We could all use more ideas for lunch. I personally used to be stuck in a “bread” rut and ended up centering my lunches around whole-wheat hamburger buns or toast every day.
Salads with all the major nutrients – healthy fats, protein, and carbs – are a more well-rounded option. You can get a good portion of your daily vegetable servings in your lunch and have a meal that satiates you, provides long-lasting energy, and fits in with your clean eating lifestyle. Plus, bringing salads to work instead of grabbing a fast food meal will help you lose weight, provided you use low-calorie dressings and watch portions.
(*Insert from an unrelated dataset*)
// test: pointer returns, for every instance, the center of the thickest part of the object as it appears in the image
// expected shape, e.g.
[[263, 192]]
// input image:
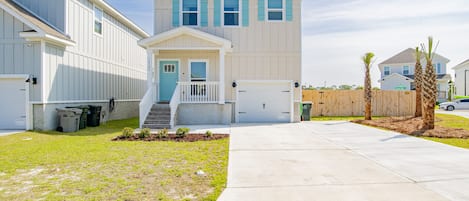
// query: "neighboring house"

Restaurant salads can be mountains of rich ingredients (and calories) like sugar-coated nuts and cheese. So it’s best to bring your own salad or order the dressing on the side and hold the cheese, sugared nuts, croutons, bacon bits, and processed meats.
Some of the fixings I’ve had in salads have been so good I haven’t even needed dressing. But since dressing can add a lot of flavor and moisture, learn the low-calorie, healthy options.
Even salads can be unhealthy, especially when restaurants add one-quarter to one-half cup of dressing made from saturated or damaged trans fat oils. Ask for dressing on the side and use only 1 to 2 tablespoons of the creamier, high-fat dressings. Also try these healthy options (also watching portions):
- High-quality olive oil, flaxseed oil, or sesame oil mixed with some herbs
- Vinaigrettes generally use 3 parts oil to 1 part vinegar mixed with herbs and Dijon mustard or another emulsifier (use less oil). Try pear, raspberry, balsamic, or white wine vinaigrettes.
- Low-fat Italian dressing
- Non-fat yogurt or cottage cheese with dill or another herb and Dijon mustard
- Lemon juice
Avoid fat-free dressings as they can be high in sodium and sugar. Low-fat dressings can also contain processed ingredients such as thickeners and starches, adding empty calories.
If you avoided all fat you’d be missing the benefits of lowered cholesterol and heart disease risk, better moods, and less fatigue, to name a few. The American Heart Association recommends that 25-30 percent of your diet come from fat, with 7 percent or less of your total daily calories coming from saturated fat and the rest from polyunsaturated and monounsaturated fats . So include any of these in moderation:
- Nuts and seeds
- Fatty fish such as salmon, tuna, trout, and mackerel that is broiled, grilled, or steamed
- Oils (see “Dressing”)
This is my favorite addition to salads. I love sneaking in protein wherever I can during the day to fuel my muscle-building endeavors. If salads don’t typically keep you satiated for long you’re probably not adding enough protein. And protein doesn’t have to mean just meat, either:
- Unsalted and rinsed beans and legumes, such as edamame, chick peas, black beans, kidney beans, lentils, and lima beans
- Nuts and seeds (preferably unsalted) add crunch, texture, and protein to your salad. Try chopped walnuts, pecans, or peanuts, slivered almonds, or pine nuts, and roasted sunflower, pumpkin, sesame, or flax seeds.
- Chopped boiled egg
- Grilled, baked, or steamed fish or canned, water-packed tuna
- Grilled or baked chicken or turkey breast
- Grass-fed beef
- Non-fat cottage cheese
Since you need 5 to 6 servings per day of fibrous and leafy carbs, salads are a great way to knock this out while adding fiber, nutrients, lasting energy, and satiety to your lunches. Here are some super healthy options:
- Baby spinach, romaine, watercress, red leaf, mesclun, Swiss chard, and kale
- Fresh fruit, such as apples, pears, berries, melons, or grapes
- Fresh vegetables that are nutrient powerhouses include tomatoes, broccoli, and bell peppers. But any vegetable is fair game for a salad, such as carrots, mushrooms, radishes, green peas, and snap peas.